When Beata concluded her translation, I addressed Helena:
“So – you have a Volkswagen, Helena?” I asked, looking directly at her.
“Yah,” she replied, after Beata’s translation.
It struck me with the intensity, though certainly without the calamity, of lightning.
“In that case, I have something for you,” I said, excusing myself from the table and proceeding into the study.
Blowing off the thin veneer of dust that had accumulated on the package, the metallic paper and foiled soldiers and bright, gold bow returned to their former glitter.
“This is for you”, I said, after returning to the kitchen and presenting the gift to Helena.
The expression of her face was shaped equally by the perplexity of the gift as by the lavishness of its wrappings. But as she opened the present, with careful and thoughtful deliberation, exposing the sheen of red and green mercury glass and the unmistakable shape of a Volkswagen, the joy and rapture of her face was itself an unexpected gift – one that I shall always remember.
With both hands cupping the sizeable Christmas tree ornament, Helena held it up for everyone to admire and then carefully tucked it back into its box. Springing from her chair, she rounded the table to embrace me, kissing both cheeks before turning to address Carol. Her eyes were wet with emotion. Removing her beautiful silk scarf from about her, she wrapped it around Carol and, though whispering something in Polish, it’s meaning could not be misunderstood.
Throughout the remainder of the holidays, we saw the Polish family on several occasions. They joined us for dinner on New Year’s Day. My brother and his family, as well as my mother, had come to visit from New Jersey. Standing around the dinner table, we stretched out our arms to hold each other’s hands as my brother, Dan, led us in prayer. When he concluded, Helena requested an opportunity to offer the Polish version.
Later in the week, after accepting an invitation to visit Beata and her family at their timeshare, we were introduced to the special treat of “Polish sandwiches”. Open-faced, they were prepared with a delectable, albeit unfamiliar, combination of meats and cheeses, spices and dressing. As evening unfolded into night, we realized that this was the last time that we would see them. Climbing into our winter coats, we made our way to the front door and, accompanied by the Polish family, to our car in the parking lot. Embracing each other, we said our farewells and drove away. I remember the image of the five of them – huddled together in the bitter cold like brave orphans pitted against the challenges of a sometimes hostile, sometimes hospitable, world.

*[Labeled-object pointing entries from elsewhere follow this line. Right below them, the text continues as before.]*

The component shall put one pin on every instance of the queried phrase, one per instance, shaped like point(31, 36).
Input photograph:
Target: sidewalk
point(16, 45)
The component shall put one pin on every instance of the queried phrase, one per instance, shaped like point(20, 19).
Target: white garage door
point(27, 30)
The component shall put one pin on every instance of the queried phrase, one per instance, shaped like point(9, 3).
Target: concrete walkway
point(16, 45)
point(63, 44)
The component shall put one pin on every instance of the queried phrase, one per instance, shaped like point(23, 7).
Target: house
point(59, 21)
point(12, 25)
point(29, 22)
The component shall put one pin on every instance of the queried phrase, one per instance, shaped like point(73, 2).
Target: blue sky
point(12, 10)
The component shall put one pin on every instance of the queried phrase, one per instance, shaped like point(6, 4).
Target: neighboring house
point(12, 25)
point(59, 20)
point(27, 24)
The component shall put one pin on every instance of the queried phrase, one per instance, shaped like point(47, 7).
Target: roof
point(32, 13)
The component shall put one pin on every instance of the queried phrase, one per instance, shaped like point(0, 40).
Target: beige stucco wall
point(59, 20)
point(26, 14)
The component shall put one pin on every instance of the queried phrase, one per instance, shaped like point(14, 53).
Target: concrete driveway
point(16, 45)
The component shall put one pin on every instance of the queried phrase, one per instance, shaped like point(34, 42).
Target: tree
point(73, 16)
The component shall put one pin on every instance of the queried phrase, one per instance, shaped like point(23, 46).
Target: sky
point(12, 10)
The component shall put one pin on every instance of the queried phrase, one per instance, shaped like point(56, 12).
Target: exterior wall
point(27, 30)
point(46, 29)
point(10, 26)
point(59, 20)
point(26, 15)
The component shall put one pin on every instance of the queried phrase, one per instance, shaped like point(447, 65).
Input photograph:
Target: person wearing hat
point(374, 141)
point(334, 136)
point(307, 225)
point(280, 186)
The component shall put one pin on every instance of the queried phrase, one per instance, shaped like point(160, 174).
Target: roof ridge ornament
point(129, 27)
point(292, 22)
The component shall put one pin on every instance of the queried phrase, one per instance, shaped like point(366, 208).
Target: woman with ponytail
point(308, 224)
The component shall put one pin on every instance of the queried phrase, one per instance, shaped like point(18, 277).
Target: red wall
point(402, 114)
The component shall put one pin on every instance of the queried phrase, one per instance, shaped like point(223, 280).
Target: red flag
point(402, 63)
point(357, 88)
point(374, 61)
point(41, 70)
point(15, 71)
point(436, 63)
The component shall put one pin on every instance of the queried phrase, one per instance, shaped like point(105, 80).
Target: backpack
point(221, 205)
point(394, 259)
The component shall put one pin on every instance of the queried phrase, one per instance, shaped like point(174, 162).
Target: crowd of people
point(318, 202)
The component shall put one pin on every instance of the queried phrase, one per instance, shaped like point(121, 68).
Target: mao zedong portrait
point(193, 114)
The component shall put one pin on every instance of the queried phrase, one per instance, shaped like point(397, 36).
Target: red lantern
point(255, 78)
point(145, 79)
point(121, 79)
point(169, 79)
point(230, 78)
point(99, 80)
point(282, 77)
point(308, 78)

We often communicated with Beata through the mail and the Internet. Once we received a Christmas card from Iga. The worldly travelers had flown to the steamy climate of India for their holiday vacation. I wonder if an Indian family, in trying to decipher the strange sounds of a Slavic language …
I sometimes think about the events and circumstances that transpired during that remarkable Christmas season. There was the exchange of gifts – the “Volkswagen” to Helena and the silk scarf to Carol; there was the joy of Helena’s face. But there was a fourth gift – a jewel that glimmers across the changing skies of memory because there are indeed moments, tiny gems in the cumulative cycle of calendars that promise such peace and friendship and good will that we are forever graced by the gift of their glow. I know that we are. And I think the Polish family is too.